A Hong Kong conglomerate’s subsidiary has launched legal arbitration against Danish shipping giant Maersk, claiming the company collaborated with Panama’s government in a coordinated effort to seize control of crucial port facilities along the Panama Canal.
Panama Ports Company, which operates under Hong Kong’s CK Hutchison Holdings, announced Tuesday that Maersk A/S deliberately sabotaged their existing contract to operate terminals at both ends of the Panama Canal, creating an opening for a Maersk-affiliated company to assume control of the Balboa terminal.
The arbitration proceedings will take place in London, though the Hong Kong firm has not disclosed what specific compensation or remedies it plans to seek.
Earlier this year in February, Panama’s administration took control of both the Balboa and Cristobal port facilities following a Supreme Court decision that invalidated the concession agreement permitting Panama Ports Company to manage these operations. This judicial ruling prompted strong criticism from Chinese officials.
Subsequently, Panama’s leadership permitted subsidiaries of both Maersk and Mediterranean Shipping Company to assume operational control of these two strategic ports.
Panama Ports Company initiated separate arbitration against Panama in February, later expanding their compensation demands to exceed $2 billion by late March.

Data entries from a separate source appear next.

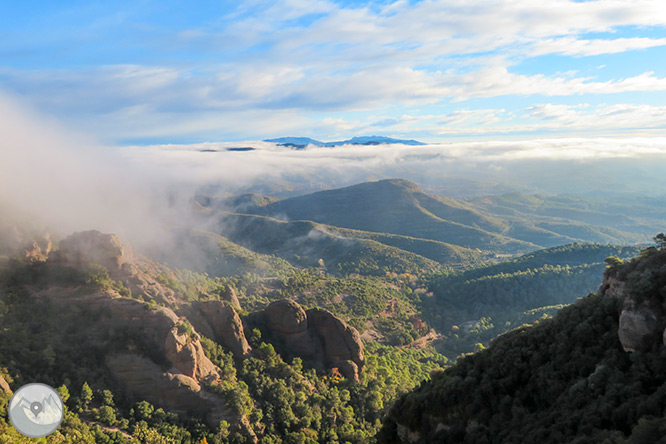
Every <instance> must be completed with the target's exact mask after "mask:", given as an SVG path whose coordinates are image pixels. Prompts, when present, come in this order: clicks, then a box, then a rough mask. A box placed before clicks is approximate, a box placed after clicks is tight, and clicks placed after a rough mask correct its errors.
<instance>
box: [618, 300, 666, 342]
mask: <svg viewBox="0 0 666 444" xmlns="http://www.w3.org/2000/svg"><path fill="white" fill-rule="evenodd" d="M661 324H663V322H660V319H659V315H657V314H656V313H655V311H654V310H653V309H651V308H649V307H641V308H633V307H631V308H625V309H623V310H622V313H621V314H620V322H619V327H618V331H617V334H618V337H619V339H620V343H622V348H624V351H627V352H633V351H637V350H646V349H649V348H650V347H651V345H652V344H653V343H654V340H655V339H656V338H660V336H661V335H662V332H661V330H662V329H663V327H661ZM664 334H666V332H665V333H664Z"/></svg>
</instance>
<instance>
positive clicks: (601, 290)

The company emphasized Tuesday that their legal action against Maersk represents a distinct case from their ongoing efforts to seek accountability from Panama for what they characterized as “anti-contract and anti-investor conduct.”
Both Panama’s administration and Maersk have not yet provided responses to these allegations.
These legal challenges may further complicate CK Hutchison’s original strategy to divest most of their global port portfolio, including the Panama facilities, through a $23 billion transaction involving a consortium that included U.S. investment giant BlackRock.
The divestiture proposal, initially revealed in March 2025, gained approval from U.S. President Donald Trump, who has previously raised concerns about Chinese influence over this vital shipping corridor. However, the planned transaction reportedly frustrated Beijing, leading China’s competition authority to announce a regulatory review of the arrangement last year.
The transaction participants have been exploring alternative approaches to complete the sale, including potential plans to incorporate a Chinese investor into the purchasing consortium.